The primary patency endpoint in the SAVAL trial was comprised of clinically driven target lesion revascularization (CD-TLR) and arterial duplex-derived determination of occlusion. ⁴ More than half the patients had no tissue loss, and the event rate in these patients is already known to be quite low. Using this definition of patency on patients without tissue loss may make it possible to miss restenosis because not every restenosis is identified (i.e., it is only identified by duplex if it is occluded), and not every patient with a failure requires a CD-TLR as many had no tissue loss. If there was a late benefit with respect to diminishing recurrent narrowing of the target site with DES, it could have been missed, since the duplex was used to evaluate only for tibial artery occlusion and not for restenosis.
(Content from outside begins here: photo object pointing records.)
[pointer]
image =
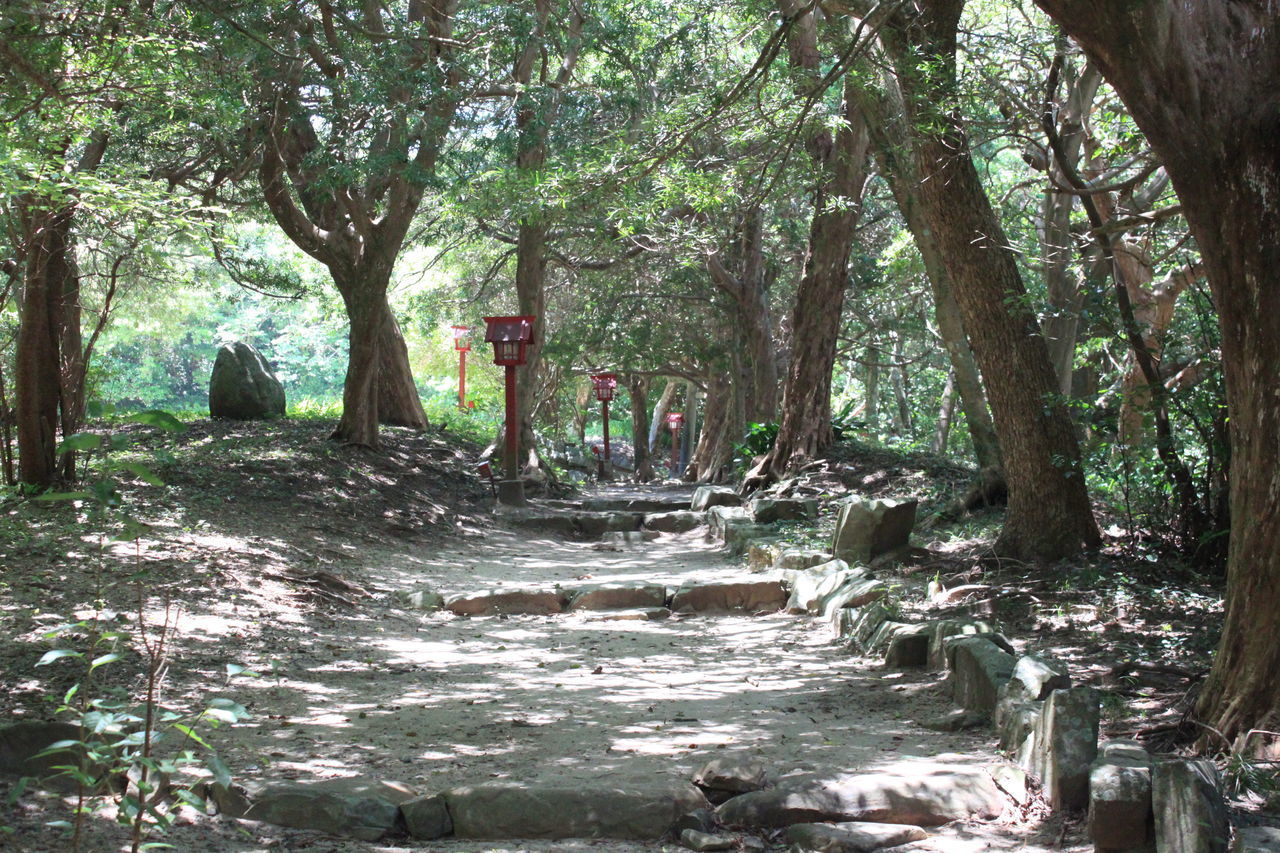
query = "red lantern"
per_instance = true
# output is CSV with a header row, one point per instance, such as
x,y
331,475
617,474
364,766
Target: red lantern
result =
x,y
510,337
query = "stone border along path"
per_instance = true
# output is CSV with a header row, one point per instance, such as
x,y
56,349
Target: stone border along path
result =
x,y
626,670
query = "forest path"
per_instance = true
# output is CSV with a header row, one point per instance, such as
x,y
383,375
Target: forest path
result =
x,y
433,701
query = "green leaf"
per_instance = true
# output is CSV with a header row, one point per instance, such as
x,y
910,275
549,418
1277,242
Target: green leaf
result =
x,y
158,418
103,658
222,772
49,657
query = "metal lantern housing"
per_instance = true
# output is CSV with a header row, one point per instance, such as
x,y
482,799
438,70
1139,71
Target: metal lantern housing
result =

In the field of CLTI management, it has been extremely tough to get a ‘win’ with drug delivery in the BTK space that could be translated into clinical practice. However, I believe that we will inevitably find methods and algorithms by which drug delivery will enhance the treatment of BTK vascular disease and will benefit our patients. In the meantime, progress seems linear when we look back, but it’s never that way as we look ahead on our journey. Figuring out what doesn’t work is disappointing but necessary.